Discussion of Thermal Solution for Stratix 10 FPGA

An Advanced Thermal Solutions, Inc. (ATS) client was planning on upgrading an existing board by adding Altera’s high-powered Stratix 10 FPGAs, with estimates of as many as 90 watts of power being dissipated by two of the components and 40 watts from a third. The client was using ATS heat sinks on the original iteration of the board and wanted ATS to test whether or not the same heat sinks would work with higher power demands.

In the end, the original heat sinks proved to be effective and lowered the case temperature below the required maximum.

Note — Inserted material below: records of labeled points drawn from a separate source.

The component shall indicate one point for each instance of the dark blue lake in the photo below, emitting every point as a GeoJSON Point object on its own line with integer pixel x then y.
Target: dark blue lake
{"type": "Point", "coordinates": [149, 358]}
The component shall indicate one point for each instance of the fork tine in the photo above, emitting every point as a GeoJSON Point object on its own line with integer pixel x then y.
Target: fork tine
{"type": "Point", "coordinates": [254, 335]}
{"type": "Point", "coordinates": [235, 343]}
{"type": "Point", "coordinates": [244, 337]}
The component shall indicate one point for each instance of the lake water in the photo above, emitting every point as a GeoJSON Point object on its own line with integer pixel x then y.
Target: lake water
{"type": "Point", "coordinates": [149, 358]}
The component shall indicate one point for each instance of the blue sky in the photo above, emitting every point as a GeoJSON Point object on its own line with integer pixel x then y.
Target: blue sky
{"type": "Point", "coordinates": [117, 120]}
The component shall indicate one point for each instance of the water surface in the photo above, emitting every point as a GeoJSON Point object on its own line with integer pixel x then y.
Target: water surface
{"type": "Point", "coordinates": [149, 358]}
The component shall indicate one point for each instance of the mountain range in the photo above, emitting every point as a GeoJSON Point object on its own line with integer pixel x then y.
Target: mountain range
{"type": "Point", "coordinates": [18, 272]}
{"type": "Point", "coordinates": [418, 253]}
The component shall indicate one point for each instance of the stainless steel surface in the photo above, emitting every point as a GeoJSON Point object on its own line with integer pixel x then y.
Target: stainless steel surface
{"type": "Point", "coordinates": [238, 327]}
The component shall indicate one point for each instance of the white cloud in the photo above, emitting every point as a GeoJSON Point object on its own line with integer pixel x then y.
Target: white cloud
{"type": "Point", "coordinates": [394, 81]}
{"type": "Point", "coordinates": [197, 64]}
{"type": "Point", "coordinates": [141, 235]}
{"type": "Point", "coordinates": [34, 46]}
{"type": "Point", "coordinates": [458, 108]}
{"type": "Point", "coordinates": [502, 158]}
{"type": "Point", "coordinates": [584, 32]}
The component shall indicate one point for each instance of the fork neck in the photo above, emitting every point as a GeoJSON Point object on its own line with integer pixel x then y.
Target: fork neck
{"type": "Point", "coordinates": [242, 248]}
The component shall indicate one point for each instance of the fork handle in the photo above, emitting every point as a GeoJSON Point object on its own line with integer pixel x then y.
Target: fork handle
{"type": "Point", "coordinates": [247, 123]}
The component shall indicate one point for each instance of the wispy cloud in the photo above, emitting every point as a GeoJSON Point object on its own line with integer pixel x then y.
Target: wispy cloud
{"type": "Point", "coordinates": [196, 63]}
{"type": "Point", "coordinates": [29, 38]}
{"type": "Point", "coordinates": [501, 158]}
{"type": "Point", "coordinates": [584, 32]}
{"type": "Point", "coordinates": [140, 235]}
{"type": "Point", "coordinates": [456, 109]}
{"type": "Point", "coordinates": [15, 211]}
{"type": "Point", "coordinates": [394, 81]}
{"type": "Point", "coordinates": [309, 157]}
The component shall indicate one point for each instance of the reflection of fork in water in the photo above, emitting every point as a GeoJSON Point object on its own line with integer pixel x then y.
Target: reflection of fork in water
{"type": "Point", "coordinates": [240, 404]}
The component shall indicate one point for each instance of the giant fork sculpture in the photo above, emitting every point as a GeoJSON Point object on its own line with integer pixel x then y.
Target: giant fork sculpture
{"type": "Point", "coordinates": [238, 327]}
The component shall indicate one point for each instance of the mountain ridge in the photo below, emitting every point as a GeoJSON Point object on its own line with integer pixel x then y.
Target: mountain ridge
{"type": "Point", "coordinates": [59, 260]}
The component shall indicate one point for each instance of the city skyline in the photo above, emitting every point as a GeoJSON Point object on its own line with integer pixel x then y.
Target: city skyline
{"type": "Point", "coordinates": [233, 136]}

Through a combination of analytical modeling and CFD simulations, ATS was able to demonstrate that the heat sinks would be able to cool the new, more powerful components.

ATS Field Application Engineer Vineet Barot recently spoke with Marketing Director John O’Day and Marketing Communications Specialist Josh Perry about the process he undertook to meet the requirements of the client and to test the heat sinks under these new conditions.

JP: Thanks again for sitting down with us to talk about the project Vineet. What was the challenge that this client presented to us?
VB: They had a previous-generation PCB on which they were using ATS heat sinks, ATS 1634-C2-R1, and they wanted to know if they switched to the next-gen design with three Altera Stratix 10 FPGAs, two of them being relatively high-powered, could they still use the same heat sinks?

Stratix 10 FPGA

The board that was given to ATS engineers to determine whether the original ATS heat sinks would be effective with new, high-powered Stratix 10 FPGA from Altera. (Advanced Thermal Solutions, Inc.)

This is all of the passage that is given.